Il vint pour la premiere fois a Paris en 1880, et fut presente a la Societe d'Anthropologie par Broca, qui ecrivit meme sur son cas une courte note. Broca constate que la tete du jeune Inaudi est tres volumineuse et tres irreguliere, il releve un certain nombre de deformations qu'on retrouve encore aujourd'hui, mais un peu effacees. "L'enfant, ajoute-t-il, est tres intelligent; son regard est vif, sa physionomie animee. Il n'a aucune timidite, il ne sait ni lire ni ecrire. Il a les chiffres dans la tete, mais ne les ecrit pas." Broca rapporte les calculs auxquels le jeune Inaudi se livre, il indique le temps necessaire pour resoudre les problemes poses, et il essaye meme d'expliquer les procedes employes. Malheureusement, l'enfant etait encore trop jeune a celle epoque pour se faire hien comprendre, ce qui explique les quelques erreurs que Broca a pu commettre.

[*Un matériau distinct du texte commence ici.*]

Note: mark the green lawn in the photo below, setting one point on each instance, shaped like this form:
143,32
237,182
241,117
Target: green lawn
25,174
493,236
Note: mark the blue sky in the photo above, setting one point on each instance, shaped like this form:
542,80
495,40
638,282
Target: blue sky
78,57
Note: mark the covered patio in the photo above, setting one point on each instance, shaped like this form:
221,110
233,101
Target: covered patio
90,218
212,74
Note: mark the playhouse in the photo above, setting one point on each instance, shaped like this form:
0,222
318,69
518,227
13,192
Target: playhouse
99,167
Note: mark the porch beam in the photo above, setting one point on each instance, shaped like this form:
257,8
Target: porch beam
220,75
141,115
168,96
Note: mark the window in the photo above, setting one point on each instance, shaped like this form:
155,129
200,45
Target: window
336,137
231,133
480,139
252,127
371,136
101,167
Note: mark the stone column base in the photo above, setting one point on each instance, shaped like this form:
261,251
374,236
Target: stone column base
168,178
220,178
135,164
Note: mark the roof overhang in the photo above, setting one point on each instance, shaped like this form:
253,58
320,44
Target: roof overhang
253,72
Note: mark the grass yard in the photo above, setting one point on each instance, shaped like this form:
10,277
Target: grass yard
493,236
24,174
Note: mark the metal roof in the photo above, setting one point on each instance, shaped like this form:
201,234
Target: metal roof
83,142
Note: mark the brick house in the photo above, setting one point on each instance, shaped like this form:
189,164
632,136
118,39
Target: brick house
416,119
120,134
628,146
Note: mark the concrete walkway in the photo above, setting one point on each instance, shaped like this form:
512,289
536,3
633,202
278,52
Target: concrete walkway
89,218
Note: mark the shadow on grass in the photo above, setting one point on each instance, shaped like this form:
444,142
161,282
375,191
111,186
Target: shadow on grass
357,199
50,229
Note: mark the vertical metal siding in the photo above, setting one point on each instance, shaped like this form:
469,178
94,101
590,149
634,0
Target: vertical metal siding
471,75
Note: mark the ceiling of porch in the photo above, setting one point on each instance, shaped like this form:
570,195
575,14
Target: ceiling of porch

Depuis 1880, c'est-a-dire depuis douze ans, M. Inaudi a fait de tres grands progres: d'abord, circonstance importante, il a appris a lire et a ecrire; et ensuite la sphere de ses operations s'est agrandie.
Par ce qui precede, on peut voir qu'il possede un certain nombre de caracteres des calculateurs prodiges, sa precocite, son ignorance, sa naissance dans un milieu miserable, etc.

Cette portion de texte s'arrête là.